Let us pass on to the teaching of the New Testament on this subject. This teaching is what we may call indirect teaching, but there is a great deal of this indirect teaching in the Bible, and by this indirect teaching it speaks to us as well as by its direct teaching.

I. Look at our Lord’s own example of early devotion.—It is mentioned in Mar_1:35. What an example our Lord here sets us in this matter! Whilst men and women were wrapped in slumber, when all around was calm and still, before the time for men to go out to work, He, our Lord and Master, arose, and went out to pray, not only with the first break of dawn, but even before the dawn, ‘a great while before day,’ as Mark says.

II. In the text we are told of the people coming to our Lord in the Temple early in the morning.—Our Lord gave them the authority of His own consent for it. He gave them the opportunity of thus coming to Him in the Temple at this particular time, viz. early in the morning. If He had not given them the opportunity they could not have come, but He gave them the opportunity, and they availed themselves of it, and came.

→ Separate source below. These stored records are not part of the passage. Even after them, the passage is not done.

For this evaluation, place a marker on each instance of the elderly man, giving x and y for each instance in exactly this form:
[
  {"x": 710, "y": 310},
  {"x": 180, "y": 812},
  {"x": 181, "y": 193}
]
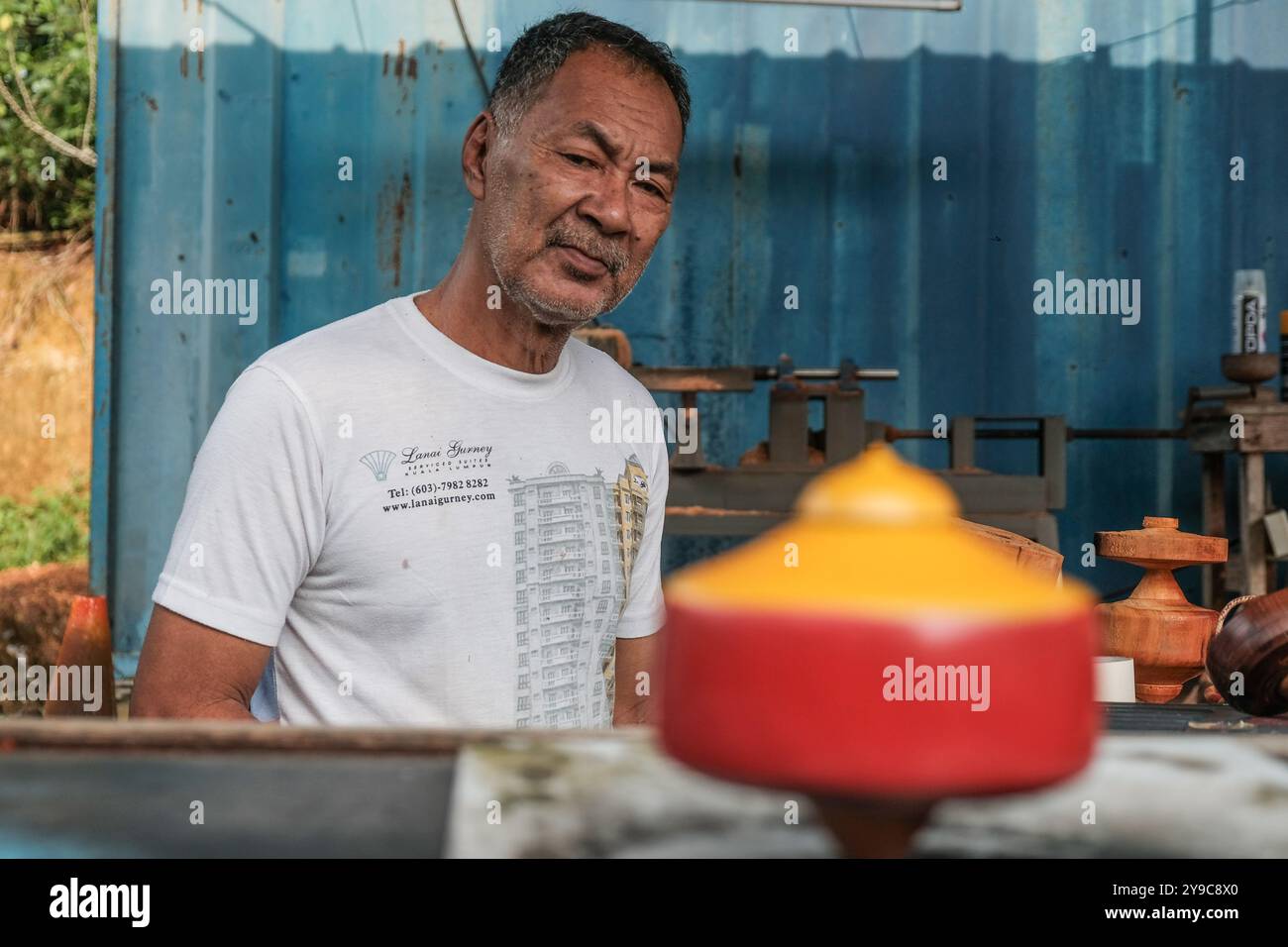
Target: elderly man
[{"x": 402, "y": 517}]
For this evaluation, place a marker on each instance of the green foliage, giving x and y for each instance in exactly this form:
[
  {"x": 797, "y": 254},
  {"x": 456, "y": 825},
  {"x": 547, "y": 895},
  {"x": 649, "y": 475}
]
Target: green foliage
[
  {"x": 53, "y": 527},
  {"x": 52, "y": 52}
]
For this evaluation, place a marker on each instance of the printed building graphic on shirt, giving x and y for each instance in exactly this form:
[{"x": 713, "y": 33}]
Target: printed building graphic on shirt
[{"x": 575, "y": 543}]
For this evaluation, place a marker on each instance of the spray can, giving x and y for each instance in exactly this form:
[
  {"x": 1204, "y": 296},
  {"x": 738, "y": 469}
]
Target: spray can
[{"x": 1249, "y": 311}]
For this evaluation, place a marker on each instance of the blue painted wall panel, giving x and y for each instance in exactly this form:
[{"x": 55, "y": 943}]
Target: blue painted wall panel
[{"x": 807, "y": 169}]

III. There is another instance which seems to point to the value of early services.—In Luk_24:1, it is mentioned that it was ‘very early in the morning’ of the first Easter Day that the holy women came to the sepulchre in which our Lord’s body had been buried. They came ‘very early in the morning,’ and oh, what they gained by coming thus early!

Rev. T. H. Simpkin.

Illustration

‘Apply this teaching to the Early Celebration of the Holy Communion. Is it not an opportunity given to people to come in the early morning into our Blessed Lord’s spiritual, though real Presence, vouchsafed to us here in His Temple through His especial Presence in the Blessed Sacrament of His love, just as of old He gave to those people of whom we read in the text an opportunity of coming into His visible Presence in the Temple? And were it not well if we could carry the parallel on still further? Were it not well if men in these days were more ready to come early in the morning to God’s House to meet the Saviour when He comes by means of His Sacramental Presence and brings His Sacramental blessing with Him?’